ES vergonzoso que un Ayuntamiento de izquierda populista conceda licencia de obras para derribar uno de los pocos chalés que quedan en Cádiz y construir pisos. Es vergonzoso, pero también es legal, porque el PGOU lo permite. Puede que a Martín Vila, como concejal delegado de Urbanismo, le preocupen más otros asuntos, como los badenes y el carril bici. Incluso puede que los chalés les suenen a casas de burgueses. Pero se supone que una de las banderas culturales de la izquierda(al menos de la civilizada) es la defensa del patrimonio y el freno a la especulación. Propósito en el que deberían coincidir todas las personas que tengan una sensibilidad mínima y afecto por su ciudad, al margen de las ideologías.
EN un acto muy bonito y entrañable, según hemos leído en el Diario, han devuelto a los niños del paraguas a su fuente del Parque Genovés. Pero ¡atención! No son los niños verdaderos, que se llaman Pablo y Virginia, y proceden de una novela pre-romántica y trágica, que publicó Jacques-Henri Bernardín de Saint Pierre, a finales del siglo XVIII. Un modelo que fue difundido por el autor, Andrea Boni, según descubrió Lorenzo Alonso de la Sierra. Como digo, estos niños del paraguas, a los que recordamos de toda la vida en su fuente del Parque, no son los originales, sino una copia similar que allí han colocado para evitar males mayores.

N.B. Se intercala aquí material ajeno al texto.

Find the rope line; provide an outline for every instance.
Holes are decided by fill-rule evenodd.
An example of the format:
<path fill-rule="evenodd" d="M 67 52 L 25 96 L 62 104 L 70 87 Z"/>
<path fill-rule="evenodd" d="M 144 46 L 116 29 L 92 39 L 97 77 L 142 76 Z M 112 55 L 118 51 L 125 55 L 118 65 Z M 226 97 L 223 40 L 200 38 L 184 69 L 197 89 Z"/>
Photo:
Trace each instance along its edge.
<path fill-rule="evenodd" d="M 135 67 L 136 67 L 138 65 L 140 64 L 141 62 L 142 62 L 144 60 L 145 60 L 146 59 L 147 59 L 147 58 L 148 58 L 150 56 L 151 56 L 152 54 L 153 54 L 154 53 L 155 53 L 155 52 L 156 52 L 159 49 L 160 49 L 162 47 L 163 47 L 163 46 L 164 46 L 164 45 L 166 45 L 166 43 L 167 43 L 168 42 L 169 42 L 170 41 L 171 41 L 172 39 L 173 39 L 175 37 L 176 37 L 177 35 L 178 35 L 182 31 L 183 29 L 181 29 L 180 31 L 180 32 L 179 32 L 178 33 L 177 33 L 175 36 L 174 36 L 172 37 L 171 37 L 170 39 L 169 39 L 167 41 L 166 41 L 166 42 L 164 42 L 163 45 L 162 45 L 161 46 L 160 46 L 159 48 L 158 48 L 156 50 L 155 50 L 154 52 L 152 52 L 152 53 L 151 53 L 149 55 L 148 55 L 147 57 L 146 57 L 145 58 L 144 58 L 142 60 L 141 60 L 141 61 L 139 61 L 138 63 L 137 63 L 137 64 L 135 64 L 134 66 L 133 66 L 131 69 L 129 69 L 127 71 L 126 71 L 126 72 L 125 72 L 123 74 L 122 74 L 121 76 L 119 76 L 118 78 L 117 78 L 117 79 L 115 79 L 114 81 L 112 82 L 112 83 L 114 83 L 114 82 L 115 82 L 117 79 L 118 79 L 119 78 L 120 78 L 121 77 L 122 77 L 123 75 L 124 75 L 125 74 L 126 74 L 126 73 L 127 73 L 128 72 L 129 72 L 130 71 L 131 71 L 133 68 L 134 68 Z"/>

HAN sorprendido las críticas antiKichi de la portavoz municipal del PSOE de Cádiz, Mara Rodríguez, y del presidente provincial de los socialistas gaditanos, Manuel Jiménez Barrios. Entra dentro del guión previsible que critiquen a la Junta de Andalucía, donde ahora gobiernan el PP y Ciudadanos, pero sorprendió que arremetieran contra Kichi al día siguiente de que anunciara que se irá de Podemos, siguiendo los pasos de su compañera Teresa Rodríguez. Y sobre todo que le dieran donde más le duele, acusándolo de inoperante y de retrasar los proyectos. Es decir, que recuperaron el concepto de Kichi como un alcalde flojo que no trabaja lo necesario, y que mantiene inversiones paralizadas por su incapacidad y desidia.